I slowly began backing down my hours in my main source of income over the past two years. At the end of 2017, I was done. I would still have some income from hosting retreats, seeing clients and renting retreat spaces. Technically I would still be "working," but I set my intention to clear space & time for art, writing, meditation, yoga and other sources of nourishment and practices. My birthday was on December 30th. I decided that January 1st seemed an appropriate day to officially begin sabbatical. That was the plan anyway.
And then things started to happen:
January 1st - My dog had a stroke during a women's retreat with 20 plus women here. Oh, did I mention that during the night of New Year's Eve, our main water line froze. We had guests in our retreat cabins. We had a retreat happening in the morning. We had no water. I texted around and everyone pitched in by bringing buckets of water. We had a wonderful day. The dog recovered. We left the dishes for the next day.
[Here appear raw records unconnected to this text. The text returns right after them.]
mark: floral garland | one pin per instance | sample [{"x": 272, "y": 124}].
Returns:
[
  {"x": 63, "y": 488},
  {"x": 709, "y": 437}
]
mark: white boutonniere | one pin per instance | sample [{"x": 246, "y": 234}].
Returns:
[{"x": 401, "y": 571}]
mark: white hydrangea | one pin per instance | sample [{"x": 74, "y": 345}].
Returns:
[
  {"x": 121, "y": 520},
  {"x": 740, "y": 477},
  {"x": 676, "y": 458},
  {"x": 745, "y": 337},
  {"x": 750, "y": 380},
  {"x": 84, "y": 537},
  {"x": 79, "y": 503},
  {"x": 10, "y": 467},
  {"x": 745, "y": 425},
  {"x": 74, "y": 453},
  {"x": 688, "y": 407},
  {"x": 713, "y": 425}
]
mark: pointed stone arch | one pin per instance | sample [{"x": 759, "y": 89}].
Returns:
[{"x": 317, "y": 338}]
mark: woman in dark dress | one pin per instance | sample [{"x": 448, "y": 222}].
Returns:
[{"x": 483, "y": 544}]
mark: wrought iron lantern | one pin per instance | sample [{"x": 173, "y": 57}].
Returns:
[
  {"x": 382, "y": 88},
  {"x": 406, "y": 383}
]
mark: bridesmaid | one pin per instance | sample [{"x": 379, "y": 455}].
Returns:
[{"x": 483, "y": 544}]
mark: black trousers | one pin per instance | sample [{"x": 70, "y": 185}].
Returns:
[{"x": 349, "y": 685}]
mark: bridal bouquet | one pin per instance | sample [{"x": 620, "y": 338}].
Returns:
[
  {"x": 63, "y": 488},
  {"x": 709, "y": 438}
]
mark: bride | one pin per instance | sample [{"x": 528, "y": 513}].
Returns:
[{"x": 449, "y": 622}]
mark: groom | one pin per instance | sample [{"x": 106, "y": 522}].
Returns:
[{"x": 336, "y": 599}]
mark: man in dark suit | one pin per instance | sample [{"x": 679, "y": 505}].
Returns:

That was Day 1.....
Day 2 to Day 64 - the tractor froze, the brake line on the truck went (while I was going down the hill), the frozen pipes burst, we fixed it then the main water valve broke, we dug up the road with help from friends, we jack-hammered the rock to put the pipe in lower, we hauled water for two weeks with help from friends & visiting family, the dog died, we ran out of firewood, our driveway was too icy to drive up so we had to cancel classes, our guests had to walk up the hill to get to their cabin, the water heater in the cabin stopped working, we had a mouse infestation in the other cabin, the main electrical fuse blew, it kept raining, it was icy, a tree fell on our house, then our building in town flooded, we rallied to clean it up then the electricity went out, the sump pump stopped working, the building flooded again, everone pitched in to clean it up, the clutch on my old vehicle went the morning I was driving it to the salvage yard, the rear brakes on my recently purchased used car went and now I have a flu.
But we are here, we are alive, we have family and friends to support us. Each time something would happen, I would imagine what it would be like to not have support, to be a refugee, to live in poverty, to be alone, to not have back up. I can't imagine that because it's not my experience. I know, however, that it is a reality for many. If the brakes go on the car, there might not be money to fix it. There might not be clean water in the first place, nevermind water coming through pipes into a home. Electricity is a dream for many. Mice are the least of some people's worries. A dog dying is one thing, but loved ones dying is another. I just haven't been able to shake these kinds of thoughts.
Each day i get up thinking about how fortunate I am. What can I do with my good fortune? We don't have alot of money, but we have so much to offer. My time of sabbatical is taking on a life of it's own. It feels as though my longing for rest is really about a longing for depth. I want to live more deeply. I want to live with more meaning. Creating space for others to enter into for their own time of rest and renewal has been my mission. Many of the people who come for retreat are helping others. Their self-care is vital in order for them to care for those whom they serve. It is very fulfilling for me to prepare a cabin or meals for retreatants. It is nourishing for me to start seedlings and make plans for our garden that will feed us an others. it is important to me that all are welcome, that anyone who needs it can come and rest awhile.
May we all find the rest and renewal we need in the everyday, normal, sometimes chaotic, moments of daily life.